"Modeling the CO SLEDs of High-Redshift Quasars: Constraining AGN Feedback and Molecular Gas Masses"
ESO Lunch Talk
- Date: May 12, 2026
- Time: 12:00 PM - 12:45 PM (Local Time Germany)
- Speaker: Francesco Salvestrini (INAF Trieste)
- Location: ESO Garching
- Room: Auditorium Eridanus
Abstract:
Luminous high-redshift quasars provide a unique laboratory to investigate the coevolution of supermassive black holes and their host galaxies during the early stages of galaxy assembly. In these systems, AGN feedback is expected to significantly affect the physical and chemical state of the interstellar medium (ISM), potentially regulating the cold molecular gas reservoir that fuels both star formation and SMBH accretion. Interpreting the observed molecular gas properties, therefore requires physically motivated models capable of linking the cold gas excitation to the underlying gas heating mechanisms.

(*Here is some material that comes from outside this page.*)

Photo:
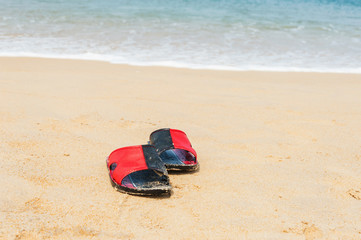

In this talk, I will present a novel analysis of the CO spectral line energy distributions (CO SLEDs) of luminous high-redshift quasars based on a recent model that combines the internal density structure of giant molecular clouds with stellar heating in photon-dominated regions (PDRs) and AGN-driven heating in X-ray dominated regions (XDRs). Applying this methodology to quasars observed in multiple CO transitions allows us to quantify the contribution of AGN radiative feedback to the high-J CO excitation, while simultaneously deriving robust constraints on the CO-to-H2 conversion factor. For the best-sampled CO SLEDs, the inferred molecular gas masses can be constrained with uncertainties below 15%. These results demonstrate the importance of physically motivated CO SLED modeling to accurately constrain the molecular gas content and feedback processes in massive galaxies in the early Universe.